![](banner.svg)

**MARCEL** is a PyTorch-based benchmark library that evaluates the potential of machine learning on conformer ensembles across a diverse set of molecules, datasets, and models.

# Why Learning over Conformer Ensembles?

It is critical to recognize that in reality molecules are not rigid, static objects; rather, thermodynamically-permissible rotations of chemical bonds, small vibrational motions, and dynamic intermolecular interactions cause molecules to continuously convert between different conformations. As a consequence, many experimentally observable chemical properties depend on the full distribution of thermodynamically-accessible conformers. Also, it is often challenging to determine *a priori* the conformers that predominantly contribute to molecular properties without doing prohibitively expensive simulations. Therefore, it is important to investigate the *collective* power of many different conformer structures lying on the local minima of the potential energy surface, also known as the *conformer ensemble*, for improving molecular representation learning models.

# Datasets

MARCEL include four datasets that cover a diverse range of chemical space, which focuses on four chemically-relevant tasks for both molecules and reactions, with an emphasis on Boltzmann-averaged properties of conformer ensembles computed at the Density-Functional Theory (DFT) level.

## Drugs-75K

Drugs-75K is a subset of the [GEOM-Drugs](https://github.com/learningmatter-mit/geom) dataset, which includes 75,099 molecules with at least 5 rotatable bonds. For each molecule, Auto3D is used to generate and optimize the conformer ensembles and AIMNet-NSE is used to calculate three important DFT-based reactivity descriptors: ionization potential, electron affinity, and electronegativity.

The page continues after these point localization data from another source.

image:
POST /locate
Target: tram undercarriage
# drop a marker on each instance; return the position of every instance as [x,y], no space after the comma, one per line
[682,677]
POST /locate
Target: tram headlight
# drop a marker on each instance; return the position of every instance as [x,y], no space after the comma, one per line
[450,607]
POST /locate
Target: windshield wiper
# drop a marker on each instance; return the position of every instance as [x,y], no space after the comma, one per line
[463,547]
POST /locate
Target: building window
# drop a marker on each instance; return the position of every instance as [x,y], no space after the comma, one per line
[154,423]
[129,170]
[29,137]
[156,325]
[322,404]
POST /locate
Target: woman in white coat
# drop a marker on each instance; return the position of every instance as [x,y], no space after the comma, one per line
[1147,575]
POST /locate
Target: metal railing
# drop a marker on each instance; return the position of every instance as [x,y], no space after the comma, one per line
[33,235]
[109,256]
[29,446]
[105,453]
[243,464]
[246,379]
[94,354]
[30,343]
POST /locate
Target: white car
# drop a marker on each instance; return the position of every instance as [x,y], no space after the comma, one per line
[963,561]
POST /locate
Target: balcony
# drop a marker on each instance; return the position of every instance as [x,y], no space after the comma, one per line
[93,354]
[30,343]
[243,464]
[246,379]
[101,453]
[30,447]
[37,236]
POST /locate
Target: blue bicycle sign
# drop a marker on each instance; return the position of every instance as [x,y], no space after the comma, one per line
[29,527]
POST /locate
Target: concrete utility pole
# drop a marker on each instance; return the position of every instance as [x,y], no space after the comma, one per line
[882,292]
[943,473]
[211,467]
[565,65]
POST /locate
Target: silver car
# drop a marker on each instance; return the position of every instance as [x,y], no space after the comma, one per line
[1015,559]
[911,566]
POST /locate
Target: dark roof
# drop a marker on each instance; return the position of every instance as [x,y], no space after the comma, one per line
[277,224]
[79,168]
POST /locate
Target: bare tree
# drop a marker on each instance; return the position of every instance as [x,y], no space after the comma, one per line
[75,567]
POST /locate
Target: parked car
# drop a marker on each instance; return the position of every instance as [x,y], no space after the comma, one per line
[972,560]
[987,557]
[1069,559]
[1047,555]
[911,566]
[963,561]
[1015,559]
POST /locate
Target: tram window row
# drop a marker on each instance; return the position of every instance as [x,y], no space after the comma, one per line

Links: [Download](https://osf.io/rb6sh?view_only=d0fb56497c16419295fcd9168e0f642f), [Instructions](datasets/Drugs)

## Kraken

Kraken is a dataset of 1,552 monodentate organophosphorus (III) ligands along with their DFT-computed conformer ensembles. We consider four 3D catalytic ligand descriptors exhibiting significant variance among conformers: Sterimol B~5~, Sterimol L, buried Sterimol B~5~, and buried Sterimol L. These descriptors quantify the steric size of a substituent in Å, and are commonly employed for Quantitative Structure-Activity Relationship (QSAR) modeling. The buried Sterimol variants describe the steric effects within the first coordination sphere of a metal.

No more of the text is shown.